On 25 January 2006, Israel brought 21 charges against Vanunu for the hundreds of interviews he gave with foreign media in 2004.
On 30 April 2007, the Jerusalem Magistrate's Court, convicted Vanunu on 14 [out of 21] counts of violating a court order prohibiting him from speaking to foreign journalists in 2004. Vanunu was also convicted for traveling the four miles from Jerusalem to Bethlehem when he hoped to attend Christmas Eve mass at the Church of the Nativity, his first Christmas after being released from 18 years in jail [most of it in solitary] on April 21, 2004.
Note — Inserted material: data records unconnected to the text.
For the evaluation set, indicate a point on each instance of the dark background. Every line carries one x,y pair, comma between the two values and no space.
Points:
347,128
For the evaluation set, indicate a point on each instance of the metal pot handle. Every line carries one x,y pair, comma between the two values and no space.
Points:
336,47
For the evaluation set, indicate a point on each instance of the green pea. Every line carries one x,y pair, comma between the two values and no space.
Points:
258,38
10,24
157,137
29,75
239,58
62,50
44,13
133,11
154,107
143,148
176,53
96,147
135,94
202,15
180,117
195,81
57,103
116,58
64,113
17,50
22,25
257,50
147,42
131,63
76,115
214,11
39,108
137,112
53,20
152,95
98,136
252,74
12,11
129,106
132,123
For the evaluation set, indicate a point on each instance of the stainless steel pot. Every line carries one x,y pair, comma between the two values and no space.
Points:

On 2 July 2007, Israel sentenced Vanunu to six more months in jail for speaking to foreign media in 2004.
On 23 September 2008, the Jerusalem
District Court reduced Vanunu's sentence to three months, "In light of
(Vanunu's) ailing health and the absence of claims that his actions put the country's
security in jeopardy."
In 2010, he served a sentence of 78
days in solitary confinement.
A few weeks after, Vanunu relocated to Tel Aviv where he is "regarded as a Spy, Traitor, Enemy."
On 4 October 2010, the International League for Human Rights-FIDH/AEDH Germany, announced Vanunu was awarded the 2010 Carl-von-Ossietzky-Medal and an international campaign was launched to assure he be at the Award Ceremony, in Berlin on December 12, 2010. As Israel denied Vanunu the right to attend the ceremony was renamed a protest and went on as planned- but with an empty chair where Vanunu should have been.
On 11 October 2010, Vanunu returned to the Supreme Court seeking to rescind the restrictions that have denied him the right to leave Israel.
Israel DENIED his right to even appeal!
On 29 March 2011, Israel's parliament passed a law that allows courts to revoke the citizenship of anyone with dual citizenship convicted of spying or treason.
Vanunu was born and lived in Morocco
until he was 9; and time will tell if his legal team will seize this
opportunity to seek his deportation back to his homeland.